Alright, tech investors, let's dive into TD SYNNEX's (NYSE: SNX) full-year 2024 earnings report. The company's revenue beat expectations, but earnings per share (EPS) fell short. So, what's the deal? Let's break it down.
First off, the good news: TD SYNNEX's revenue for the fiscal fourth quarter came in at $15.8 billion, surpassing the company's outlook of $14.9 – $15.7 billion. That's a solid 10% increase year-over-year. Non-GAAP gross billings also came in above the midpoint of the outlook, at $21.2 billion. So, what's not to love?
Well, EPS missed the mark. Non-GAAP diluted EPS came in at $3.09, below the midpoint of the outlook. Ouch! But let's not forget that EPS can be a bit of a tricky metric, especially for tech companies. Sometimes, it's more about the growth story than the bottom line.
Now, let's talk about what's driving TD SYNNEX's growth. The company's end-to-end portfolio and global reach are enabling it to capture a wide range of technology spend. Both the Advanced Solutions and Endpoint Solutions portfolios contributed to the revenue increase. Plus, the company returned 72% of its free cash flow to shareholders in fiscal year 2024, indicating strong financial performance.

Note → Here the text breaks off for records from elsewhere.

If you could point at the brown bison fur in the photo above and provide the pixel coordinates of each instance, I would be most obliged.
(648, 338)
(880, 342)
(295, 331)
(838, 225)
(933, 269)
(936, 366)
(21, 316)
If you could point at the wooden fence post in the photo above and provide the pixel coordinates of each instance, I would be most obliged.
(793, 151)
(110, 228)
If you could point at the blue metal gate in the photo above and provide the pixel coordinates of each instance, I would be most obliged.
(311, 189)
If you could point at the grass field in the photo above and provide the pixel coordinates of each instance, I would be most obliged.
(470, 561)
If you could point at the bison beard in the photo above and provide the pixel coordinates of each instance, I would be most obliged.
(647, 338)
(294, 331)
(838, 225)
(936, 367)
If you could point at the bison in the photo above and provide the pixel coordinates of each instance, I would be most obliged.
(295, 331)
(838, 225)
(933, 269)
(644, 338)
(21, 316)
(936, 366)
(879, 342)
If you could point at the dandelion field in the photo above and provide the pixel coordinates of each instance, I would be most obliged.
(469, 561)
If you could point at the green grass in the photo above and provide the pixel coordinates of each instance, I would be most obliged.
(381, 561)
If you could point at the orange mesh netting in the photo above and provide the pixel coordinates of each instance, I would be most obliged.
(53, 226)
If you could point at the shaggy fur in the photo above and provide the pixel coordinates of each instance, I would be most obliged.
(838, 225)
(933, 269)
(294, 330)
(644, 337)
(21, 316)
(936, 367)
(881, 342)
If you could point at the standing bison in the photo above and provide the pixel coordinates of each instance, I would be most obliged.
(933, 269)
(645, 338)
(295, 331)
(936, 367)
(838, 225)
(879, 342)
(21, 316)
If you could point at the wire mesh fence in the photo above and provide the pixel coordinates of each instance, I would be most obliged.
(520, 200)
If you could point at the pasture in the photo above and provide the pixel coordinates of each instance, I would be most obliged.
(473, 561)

But what about the future? TD SYNNEX's CEO, Patrick Zammit, believes the IT spending environment will continue to improve. If that's the case, the company's growth story could remain intact. However, there are some risks to consider, such as competition and economic downturns.
So, what's an investor to do? Well, if you're bullish on the tech sector and believe in TD SYNNEX's growth story, this earnings report might not be a deal-breaker. However, if you're looking for a more conservative play, you might want to wait for more clarity on the EPS front.
In conclusion, TD SYNNEX's revenue surge is certainly something to celebrate. But the EPS miss is a reminder that even the best growth stories can have their bumps in the road. As always, it's essential to do your own research and consider your risk tolerance before making any investment decisions. Happy investing!